Book Review 2019 #3 - Erin Morgenstren's The Starless Sea

The Starless Sea by Erin Morgenstern
Published by: Doubleday
Publication Date: November 5th, 2019
Format: Hardcover, 512 Pages
Rating: ★★★★★
To Buy

When he was young Zachary Ezra Rawlins found a door. Graffitied on the side of his home. Appearing overnight and painted over by the end of the day. He did not go through it and did not tell anyone about it but over the years wondered what would have happened. Therefore it comes as a shock when perusing the stacks of his school's library during winter break that there is a book with his story in it. This impossibility leads him on a hunt that will forever change his life. A hunt for a bee, a key, and a sword. A hunt that leads him into the cross-hairs of warring parties. At a literary themed masquerade at the Algonquin Hotel in New York he meets the players who will lead him down his path. Mirabel, the painter, and Dorian, the storyteller. But this path doesn't come without dangers. Far beneath the Earth there are tunnels and rooms and each and every one of them is filled with books and stories and adventures to be had. But they are all in danger. This subterranean world was once alive and vibrant and here Zachary Ezra Rawlins has finally stepped through the door into a magical world in it's death throes. What would have happened if he had arrived earlier? What will happen now that he's here? Can he save the library with his new companions or is it all lost before his adventure has really begun?

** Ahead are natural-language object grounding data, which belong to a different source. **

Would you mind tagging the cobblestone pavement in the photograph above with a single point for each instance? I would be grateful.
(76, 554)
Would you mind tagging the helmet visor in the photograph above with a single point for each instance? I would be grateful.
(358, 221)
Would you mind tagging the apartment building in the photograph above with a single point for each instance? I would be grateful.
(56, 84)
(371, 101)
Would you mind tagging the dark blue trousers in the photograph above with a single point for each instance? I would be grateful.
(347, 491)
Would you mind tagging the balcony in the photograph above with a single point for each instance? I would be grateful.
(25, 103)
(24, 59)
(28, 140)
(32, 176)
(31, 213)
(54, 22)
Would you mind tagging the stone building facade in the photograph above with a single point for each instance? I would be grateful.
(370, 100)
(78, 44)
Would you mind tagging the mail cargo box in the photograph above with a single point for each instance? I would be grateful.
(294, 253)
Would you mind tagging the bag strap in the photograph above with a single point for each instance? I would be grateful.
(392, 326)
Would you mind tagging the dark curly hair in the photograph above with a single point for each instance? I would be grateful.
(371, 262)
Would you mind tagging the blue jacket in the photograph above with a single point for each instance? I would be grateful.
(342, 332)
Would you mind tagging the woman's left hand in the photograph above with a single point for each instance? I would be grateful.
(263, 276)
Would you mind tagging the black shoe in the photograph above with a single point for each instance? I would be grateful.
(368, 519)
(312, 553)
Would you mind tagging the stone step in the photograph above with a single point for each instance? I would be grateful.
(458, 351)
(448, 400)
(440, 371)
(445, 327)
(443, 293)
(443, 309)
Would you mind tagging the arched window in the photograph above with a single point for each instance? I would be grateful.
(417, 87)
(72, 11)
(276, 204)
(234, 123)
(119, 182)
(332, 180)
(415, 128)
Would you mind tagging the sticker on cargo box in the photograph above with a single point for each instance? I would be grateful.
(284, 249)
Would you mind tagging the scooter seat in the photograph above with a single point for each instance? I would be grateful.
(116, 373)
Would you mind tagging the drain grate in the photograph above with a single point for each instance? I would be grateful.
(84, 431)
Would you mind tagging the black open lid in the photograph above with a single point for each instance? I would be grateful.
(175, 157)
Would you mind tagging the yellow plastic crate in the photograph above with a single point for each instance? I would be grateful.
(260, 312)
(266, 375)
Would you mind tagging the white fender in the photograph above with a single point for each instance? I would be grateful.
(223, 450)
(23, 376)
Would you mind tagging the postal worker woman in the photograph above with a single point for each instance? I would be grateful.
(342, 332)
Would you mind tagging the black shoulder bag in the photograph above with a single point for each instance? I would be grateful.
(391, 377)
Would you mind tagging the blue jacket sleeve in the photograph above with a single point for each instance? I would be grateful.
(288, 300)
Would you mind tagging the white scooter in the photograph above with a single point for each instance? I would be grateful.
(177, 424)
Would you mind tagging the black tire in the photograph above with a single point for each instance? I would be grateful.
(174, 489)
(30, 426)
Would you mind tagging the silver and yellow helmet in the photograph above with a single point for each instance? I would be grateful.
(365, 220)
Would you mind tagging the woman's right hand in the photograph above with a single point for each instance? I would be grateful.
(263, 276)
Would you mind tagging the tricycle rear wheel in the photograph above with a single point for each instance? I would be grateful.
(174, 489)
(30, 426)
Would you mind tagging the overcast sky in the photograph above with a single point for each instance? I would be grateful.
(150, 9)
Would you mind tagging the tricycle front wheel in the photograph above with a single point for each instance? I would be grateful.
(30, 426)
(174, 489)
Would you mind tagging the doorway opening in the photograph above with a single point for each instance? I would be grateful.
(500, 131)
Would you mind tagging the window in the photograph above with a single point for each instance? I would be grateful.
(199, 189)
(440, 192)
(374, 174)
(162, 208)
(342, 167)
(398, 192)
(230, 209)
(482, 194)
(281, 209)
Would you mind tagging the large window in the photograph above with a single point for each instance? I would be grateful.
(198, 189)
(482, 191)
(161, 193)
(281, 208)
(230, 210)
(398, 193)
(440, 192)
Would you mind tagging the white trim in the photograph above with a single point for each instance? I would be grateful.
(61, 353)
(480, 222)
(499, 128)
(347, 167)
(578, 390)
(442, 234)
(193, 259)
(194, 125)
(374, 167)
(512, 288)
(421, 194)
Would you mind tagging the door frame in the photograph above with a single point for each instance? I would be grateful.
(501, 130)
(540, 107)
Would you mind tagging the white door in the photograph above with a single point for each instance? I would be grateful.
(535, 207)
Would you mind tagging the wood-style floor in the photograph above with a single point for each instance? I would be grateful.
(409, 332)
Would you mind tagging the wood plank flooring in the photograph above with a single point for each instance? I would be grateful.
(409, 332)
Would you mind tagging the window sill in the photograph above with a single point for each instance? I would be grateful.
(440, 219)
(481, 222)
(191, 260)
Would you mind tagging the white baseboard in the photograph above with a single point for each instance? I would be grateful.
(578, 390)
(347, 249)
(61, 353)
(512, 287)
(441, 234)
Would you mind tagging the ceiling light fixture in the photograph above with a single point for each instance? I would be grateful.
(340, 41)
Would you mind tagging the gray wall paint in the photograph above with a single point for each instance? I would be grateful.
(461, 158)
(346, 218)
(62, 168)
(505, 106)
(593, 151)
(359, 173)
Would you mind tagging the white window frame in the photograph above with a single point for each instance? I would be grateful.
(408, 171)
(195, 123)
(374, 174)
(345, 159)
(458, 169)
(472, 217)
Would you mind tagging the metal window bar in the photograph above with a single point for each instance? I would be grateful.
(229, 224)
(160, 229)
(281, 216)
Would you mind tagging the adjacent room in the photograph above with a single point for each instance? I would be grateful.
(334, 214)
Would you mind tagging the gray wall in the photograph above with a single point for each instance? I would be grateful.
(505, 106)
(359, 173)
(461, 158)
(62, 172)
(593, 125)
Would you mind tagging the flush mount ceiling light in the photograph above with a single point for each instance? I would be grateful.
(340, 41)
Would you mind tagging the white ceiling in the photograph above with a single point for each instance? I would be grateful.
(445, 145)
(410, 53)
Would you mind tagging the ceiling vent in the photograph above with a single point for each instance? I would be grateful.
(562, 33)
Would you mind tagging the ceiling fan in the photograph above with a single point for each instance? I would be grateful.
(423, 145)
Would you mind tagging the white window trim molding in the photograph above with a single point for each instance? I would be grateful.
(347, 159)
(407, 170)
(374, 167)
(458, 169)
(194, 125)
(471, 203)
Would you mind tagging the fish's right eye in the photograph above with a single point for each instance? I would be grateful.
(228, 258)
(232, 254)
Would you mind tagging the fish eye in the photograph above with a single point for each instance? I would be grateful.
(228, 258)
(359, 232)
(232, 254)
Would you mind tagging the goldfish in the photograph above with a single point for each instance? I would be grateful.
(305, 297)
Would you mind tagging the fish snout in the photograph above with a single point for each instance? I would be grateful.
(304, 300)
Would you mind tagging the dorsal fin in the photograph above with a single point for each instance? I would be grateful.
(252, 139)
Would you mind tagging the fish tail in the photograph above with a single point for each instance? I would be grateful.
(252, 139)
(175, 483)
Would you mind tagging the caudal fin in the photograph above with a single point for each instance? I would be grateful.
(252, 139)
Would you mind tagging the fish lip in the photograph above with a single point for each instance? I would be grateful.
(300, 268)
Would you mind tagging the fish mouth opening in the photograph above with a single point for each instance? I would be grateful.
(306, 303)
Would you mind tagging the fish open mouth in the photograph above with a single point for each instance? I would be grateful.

The Starless Sea is an ode to books and book lovers and all forms of stories. The plot twists and turns and is a complex puzzle waiting to be solved. A quest for the reader and for Zachary Ezra Rawlins. When you reach the end it becomes a beginning and it almost feels necessary to turn back to the first page and relive all the adventure and heartache. There's something nostalgic about it, it harkens back to well loved movies and books and even video games. There's more than a dash of The Neverending Story, and Labyrinth, and The Magicians, and and and a million other books and adventures I loved as a kid and adult. Though I have noted the discontent in some readers who were expecting a new iteration of The Night Circus. At first I to was hoping for that and while The Starless Sea is definitely not that it's so unique, so it's own thing, that I love it for what it is and the work you put in to understand and follow what is happening is justly rewarded. Books shouldn't be easy. Books should make us think, challenge us in ways we didn't expect, take us on an epic adventure that makes us realize why we fell in love with stories in the first place. I fell into The Starless Sea and don't care to be rescued.